In this image taken from video, a camera drone crashes into the snow narrowly missing Austria's Marcel Hirscher during an alpine ski, men's World Cup slalom, in Madonna Di Campiglio, Italy, Dec. 22, 2015. (Infront Sport via CP)
According to Waldner, FIS had agreed on the use of the drone at Tuesday's slalom but the pilot wasn't allowed to fly the camera directly over the race course. "He did not follow our instructions," the race director said. "He had to fly outside of the race track and follow the racer from a 15-meter (50-foot) distance. Then there would have been a margin and nothing could have happened." Drones have been used many times before at ski races. The ski federation said the new technology was aimed at enhancing the experience for TV viewers as it provides moving pictures from an overhead angle which regular cameras can't shoot.
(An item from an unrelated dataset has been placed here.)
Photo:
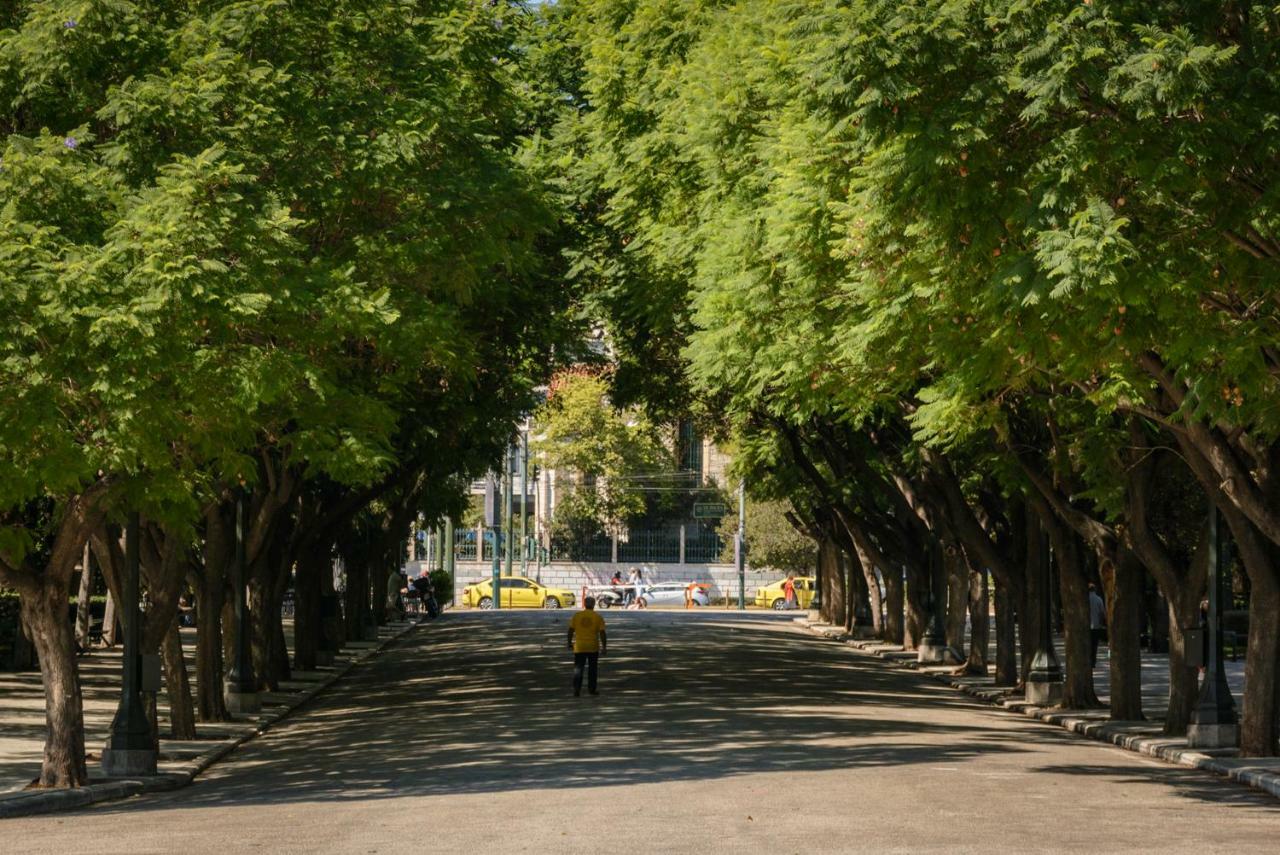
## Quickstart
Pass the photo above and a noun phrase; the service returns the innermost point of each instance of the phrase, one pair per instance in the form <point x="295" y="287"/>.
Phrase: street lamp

FIS said legal restrictions in Italy for the use of drones at events are not as tight as in many other countries, such as Austria and Switzerland, where flying over a crowd has been banned.
"I am very relieved that nothing happened."
The company responsible for the camera drone, sports marketing agency Infront, said it was still examining the crash. "We are extremely relieved that apparently none was hurt," Infront said in a statement. "At the same time, this incident is being taken very seriously and the circumstances leading to it are currently being examined. An update will be provided as soon as secured information is available." The Switzerland-based agency has been the long-term TV rights holder of the FIS Alpine skiing World Cup.
"This incident is being taken very seriously and the circumstances leading to it are currently being examined."